Erst sehr viel später habe ich angefangen darüber nachzudenken. Als ich langsamere Marathons lief und die ersten Ultras. Als ich zunehmend Geher überholte. So lange ich schnelle Marathons lief, war ich in einer "Region" im Marathonfeld unterwegs, wo nicht viele laufen. Und wenn, dann jenseits der 30 km. Das taten sie, weil sie überpaced hatten oder sich verletzten. Und selbstverständlich wären das beides auch für mich Gründe zu gehen. Ist mir aber - da bin ich meinem Körper und dem Läuferschicksal endlos dankbar - nie passiert. Beim Laufen langsamerer Marathons und Ultras begegnete ich aber immer mehr Läufern, bei denen klar war und die das auch so aussprachen, dass sie die Strecke nicht komplett laufen werden, weil ihnen das zu anstrengend ist oder weil sie es gar nicht können.
Und genau diese Denkweise, sich eine Strecke vorzunehmen, die man komplett laufend gar nicht bewältigen kann, verstehe ich nicht. Tolerieren, akzeptieren - alles null Problem. Aber verstehen? Wenn ich was nicht laufen kann - komplett laufen meine ich -, dann melde ich mich da nicht an. So einfach ist das für mich. Ich verstehe den Sinn darin nicht, sich für einen 12h-Lauf anzumelden ohne die Fähigkeit zu besitzen tatsächlich 12 h lang zu laufen. Tolerieren, akzeptieren, Lauffreunde haben, die so denken und handeln - null Problem. Aber verstehen?

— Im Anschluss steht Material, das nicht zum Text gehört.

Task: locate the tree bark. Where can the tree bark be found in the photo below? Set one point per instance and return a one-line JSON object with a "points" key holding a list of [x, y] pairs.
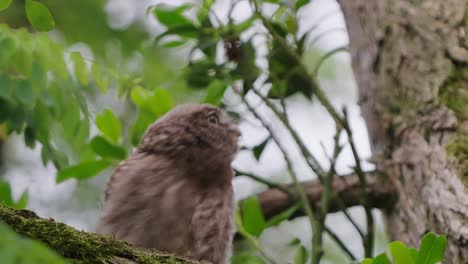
{"points": [[410, 60], [79, 246]]}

Es kommt einfach nicht bei mir an. Ich habe oft darüber nachgegrübelt.
Vor allem auch, weil ich gerne zwei Leidenschaften häufiger und intensiver miteinander kombinieren würde: Laufen und Berge. Früher war ich sommers sehr viel zu sportlichen bis erschöpfenden Bergwanderungen und bergsteigerisch unterwegs. Deswegen gehören heute einige Bergmarathons zu den für mich schönsten Erinnerungen in meiner Wettkampfsammlung. Aber das sind alles Wettkämpfe gewesen, bei denen zumindest die Aussicht bestand sie komplett laufend zu überstehen. Im Einzelfall ging das dann doch nicht. Wenns zu unwegsam und steil war, man stellenweise sogar mal die Hände zu Hilfe nehmen musste. Oder wenn zu viele Geher vor mir waren und ich nicht die Kraft hatte drum rum zu steppen (oder es mir auch zu doof gewesen wäre, weil ich nicht den Elitären vor den anderen rauskehren wollte). Einmal wars zu kalt und ich im Regen total eingefroren, ein anderes Mal hatte ich beim letzten Joch einfach nicht mehr die Kraft. Das kann ich für mich alles akzeptieren, weil es sich nur um kurze Abschnitte handelte oder eben meine Kraft mangels Tagesform überstieg. Nach wie vor bin ich allerdings weit von Unternehmungen entfernt, wie beispielsweise den Zugspitz Ultratrail oder den Eiger Ultratrail mit zig tausenden von Höhenmetern und der absoluten Notwendigkeit sehr lange Passagen zu gehen oder gar zu steigen unter Zuhilfenahme der Hände. Das ist nicht mein Ding, weil das ein anderes Ding ist. Eher eine Art Durchschlageübung, bei der man abschnittsweise läuft, andere Gangarten aber die Regel sind. Das geht mehr in die Richtung Triathlon, einer tollen Sportart, wo ganz bewusst drei Arten der Fortbewegung aneinander gereiht werden. Ich finde Triathlon "geil", aber eben nicht für mich. Ich bin Läufer (und ein mäßiger Schwimmer und einer der mit Unlust aufs Rad steigt).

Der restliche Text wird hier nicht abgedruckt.